When you think about what Narset Transcendent is threatening versus many controlling decks, it is threatening, in essence, an ultimate planeswalker ability which basically says "You get an emblem with 'Your control opponent can't win the game'". It isn't strictly true, but it is mostly true. Even more frightening, Narset Transcendent, in this Standard, forces a controlling opponent to try to fight the card mostly in the realm of damage, a place where this deck is well-prepared to fight. Go ahead and attack Narset – you'll largely be setting yourself into the gameplan the deck wants you to. Or, don't go ahead and do this – you'll have to use an otherwise weak card like Ruinous Path or an otherwise precious card like Anguished Unmaking. In the meantime, Narset may have pulled out some extra card value.
Noyan Dar, Roil Shaper is similarly shocking in its power as a threat. I've only ever faced down Noyan Dar, Roil Shaper in Limited, where it is an incredibly scary card. But in a deck like this, practically every card is going to help Noyan do some shaping of roils.
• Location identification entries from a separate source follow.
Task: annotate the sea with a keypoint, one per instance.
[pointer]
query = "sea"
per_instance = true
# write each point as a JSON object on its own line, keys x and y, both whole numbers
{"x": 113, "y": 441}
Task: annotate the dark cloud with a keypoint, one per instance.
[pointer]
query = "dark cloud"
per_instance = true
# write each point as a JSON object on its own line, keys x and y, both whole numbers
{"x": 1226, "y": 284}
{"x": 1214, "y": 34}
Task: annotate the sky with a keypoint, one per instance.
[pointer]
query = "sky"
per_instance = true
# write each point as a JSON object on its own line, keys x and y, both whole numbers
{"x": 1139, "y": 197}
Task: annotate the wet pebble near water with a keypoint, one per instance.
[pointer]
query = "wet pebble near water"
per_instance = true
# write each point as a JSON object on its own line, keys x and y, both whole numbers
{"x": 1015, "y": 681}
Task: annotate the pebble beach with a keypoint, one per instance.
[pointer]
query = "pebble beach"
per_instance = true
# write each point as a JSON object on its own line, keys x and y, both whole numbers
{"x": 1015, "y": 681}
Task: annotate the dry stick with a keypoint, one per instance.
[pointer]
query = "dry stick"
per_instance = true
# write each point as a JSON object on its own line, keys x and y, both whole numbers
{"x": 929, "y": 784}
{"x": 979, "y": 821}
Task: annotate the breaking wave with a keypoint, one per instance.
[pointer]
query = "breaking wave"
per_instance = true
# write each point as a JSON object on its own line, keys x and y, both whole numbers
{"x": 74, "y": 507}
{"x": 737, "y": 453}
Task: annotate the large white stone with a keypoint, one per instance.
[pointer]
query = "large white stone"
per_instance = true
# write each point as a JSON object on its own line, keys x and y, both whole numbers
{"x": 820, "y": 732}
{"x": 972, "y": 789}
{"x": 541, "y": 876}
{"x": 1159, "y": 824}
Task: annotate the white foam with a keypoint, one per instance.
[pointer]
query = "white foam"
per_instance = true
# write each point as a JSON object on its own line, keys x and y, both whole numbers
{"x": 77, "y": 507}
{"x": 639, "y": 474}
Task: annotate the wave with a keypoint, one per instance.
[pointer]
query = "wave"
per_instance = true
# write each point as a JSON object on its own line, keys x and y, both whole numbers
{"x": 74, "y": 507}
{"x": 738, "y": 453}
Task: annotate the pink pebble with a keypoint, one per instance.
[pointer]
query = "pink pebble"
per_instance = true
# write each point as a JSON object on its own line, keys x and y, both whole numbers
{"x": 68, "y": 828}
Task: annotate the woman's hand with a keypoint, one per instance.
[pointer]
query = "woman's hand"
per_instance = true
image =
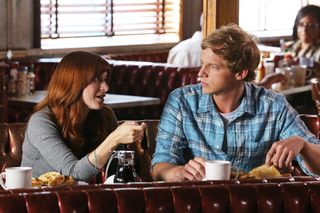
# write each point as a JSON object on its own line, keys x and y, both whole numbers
{"x": 129, "y": 132}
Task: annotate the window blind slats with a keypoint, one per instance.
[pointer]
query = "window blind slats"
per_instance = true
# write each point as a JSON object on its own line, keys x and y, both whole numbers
{"x": 69, "y": 18}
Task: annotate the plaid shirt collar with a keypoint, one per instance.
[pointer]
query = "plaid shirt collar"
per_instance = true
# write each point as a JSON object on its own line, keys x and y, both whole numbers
{"x": 247, "y": 105}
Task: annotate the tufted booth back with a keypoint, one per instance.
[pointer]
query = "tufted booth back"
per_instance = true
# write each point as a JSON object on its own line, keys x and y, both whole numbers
{"x": 128, "y": 78}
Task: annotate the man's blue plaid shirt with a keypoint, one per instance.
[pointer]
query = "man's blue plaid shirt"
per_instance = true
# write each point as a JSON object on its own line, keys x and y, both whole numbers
{"x": 191, "y": 126}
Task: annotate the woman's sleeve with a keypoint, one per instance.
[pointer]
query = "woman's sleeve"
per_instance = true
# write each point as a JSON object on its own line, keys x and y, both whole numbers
{"x": 43, "y": 134}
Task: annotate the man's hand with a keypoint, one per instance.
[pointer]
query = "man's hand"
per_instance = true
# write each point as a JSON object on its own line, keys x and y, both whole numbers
{"x": 283, "y": 152}
{"x": 194, "y": 169}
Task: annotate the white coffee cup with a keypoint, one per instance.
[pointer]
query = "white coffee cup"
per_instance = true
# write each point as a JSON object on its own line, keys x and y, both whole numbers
{"x": 16, "y": 177}
{"x": 217, "y": 170}
{"x": 299, "y": 75}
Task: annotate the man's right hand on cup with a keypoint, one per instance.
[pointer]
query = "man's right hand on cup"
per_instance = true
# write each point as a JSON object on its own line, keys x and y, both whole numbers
{"x": 194, "y": 169}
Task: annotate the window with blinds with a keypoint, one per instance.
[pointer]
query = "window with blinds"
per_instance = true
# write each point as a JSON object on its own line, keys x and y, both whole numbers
{"x": 270, "y": 17}
{"x": 90, "y": 18}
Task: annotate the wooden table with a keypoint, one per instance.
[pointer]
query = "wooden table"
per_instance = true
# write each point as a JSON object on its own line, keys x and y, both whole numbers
{"x": 296, "y": 90}
{"x": 115, "y": 101}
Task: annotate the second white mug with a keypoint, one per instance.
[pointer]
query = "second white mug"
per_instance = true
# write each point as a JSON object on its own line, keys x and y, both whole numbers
{"x": 16, "y": 177}
{"x": 217, "y": 170}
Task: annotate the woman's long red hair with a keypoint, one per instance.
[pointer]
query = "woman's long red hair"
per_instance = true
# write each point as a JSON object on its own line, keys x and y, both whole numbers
{"x": 75, "y": 71}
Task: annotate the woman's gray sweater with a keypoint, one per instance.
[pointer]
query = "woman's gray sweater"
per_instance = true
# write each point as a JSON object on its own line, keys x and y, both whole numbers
{"x": 44, "y": 150}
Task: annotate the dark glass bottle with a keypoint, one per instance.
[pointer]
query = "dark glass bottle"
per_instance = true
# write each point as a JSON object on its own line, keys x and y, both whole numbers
{"x": 126, "y": 172}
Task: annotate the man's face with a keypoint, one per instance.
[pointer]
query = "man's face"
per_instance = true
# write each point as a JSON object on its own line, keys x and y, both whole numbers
{"x": 308, "y": 29}
{"x": 214, "y": 75}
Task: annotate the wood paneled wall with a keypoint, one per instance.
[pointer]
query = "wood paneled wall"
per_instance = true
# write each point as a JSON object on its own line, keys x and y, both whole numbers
{"x": 16, "y": 20}
{"x": 218, "y": 13}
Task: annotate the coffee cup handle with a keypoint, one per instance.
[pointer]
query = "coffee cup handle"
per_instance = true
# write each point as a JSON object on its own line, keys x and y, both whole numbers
{"x": 234, "y": 168}
{"x": 309, "y": 73}
{"x": 2, "y": 175}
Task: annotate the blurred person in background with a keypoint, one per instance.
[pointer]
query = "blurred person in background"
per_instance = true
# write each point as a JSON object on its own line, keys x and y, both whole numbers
{"x": 306, "y": 35}
{"x": 227, "y": 117}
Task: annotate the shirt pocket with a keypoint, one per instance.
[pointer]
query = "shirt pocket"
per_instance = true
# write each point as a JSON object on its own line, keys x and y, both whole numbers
{"x": 255, "y": 150}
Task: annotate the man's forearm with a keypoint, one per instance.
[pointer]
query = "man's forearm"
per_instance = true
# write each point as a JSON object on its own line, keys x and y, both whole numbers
{"x": 167, "y": 172}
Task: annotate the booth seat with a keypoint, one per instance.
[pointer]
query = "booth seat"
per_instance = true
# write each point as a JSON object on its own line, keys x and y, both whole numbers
{"x": 299, "y": 197}
{"x": 128, "y": 78}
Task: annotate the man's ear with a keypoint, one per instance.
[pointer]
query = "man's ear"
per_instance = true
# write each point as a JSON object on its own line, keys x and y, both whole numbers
{"x": 241, "y": 75}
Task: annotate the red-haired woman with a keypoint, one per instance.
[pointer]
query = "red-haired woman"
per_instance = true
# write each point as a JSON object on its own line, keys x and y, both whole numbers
{"x": 72, "y": 132}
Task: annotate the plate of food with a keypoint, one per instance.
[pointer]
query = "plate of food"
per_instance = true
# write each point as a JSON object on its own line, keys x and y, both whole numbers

One nice thing, too, is that lands are often hard to kill, and you can spread around Noyan Dar, Roil Shaper's awakening of land or pile it on large on a single land or two, depending on whatever makes the most sense. Especially in a deck that might also be taking extra turns, this is some scary stuff indeed.
Where Jace, Vryn's Prodigy feels like it was lackluster, perhaps allowing you to have a flipped Jace as an alternative way to win the game, these two U/W cards feel like they are actively taking charge of the tenor of the game. Meanwhile, the other portion of the deck, the "Turbo-Engulf" plan, is still in action, with Thing in the Ice there to help out.
To me, a large part of the lesson here is that success in the current Standard is about making sure that your plan is about doing something. Yes, the controlling deck is often about answering threats, and it is absolutely true that W/B Control and the blue deck above are both full of answers, but it is also true that when they are facing other controlling decks, the best plan is not to try to out-answer the other controlling deck, but rather to out-threat them.
This is probably due to, in large part, the difficulty in this format of just having a single card stick.
If you play against Grixis Control, whatever your threat, there is a good chance that your opponent will be able to remove it. The same is true for the other most popular control deck, W/B Control.
When you live in a universe where you're likely putting down singular cards at sorcery speed against an opposing deck that is doing the same, trying to take the initiative is rewarding. This is a part of why I bet that Reality Smasher was so effective for Owen: if you're going to try to answer it, it is likely that you'll have a real cost in doing so; if you don't answer it quickly, well, then, you're dead.
This weekend, if you're heading to Pittsburgh for the Grand Prix or if you're instead in Dallas for the next stop on the SCG Tour®, remember to focus on keeping your decks active – even your controlling decks. This is the big takeaway I recommend from looking at the WMCQ lists of these two successful Platinum Pros.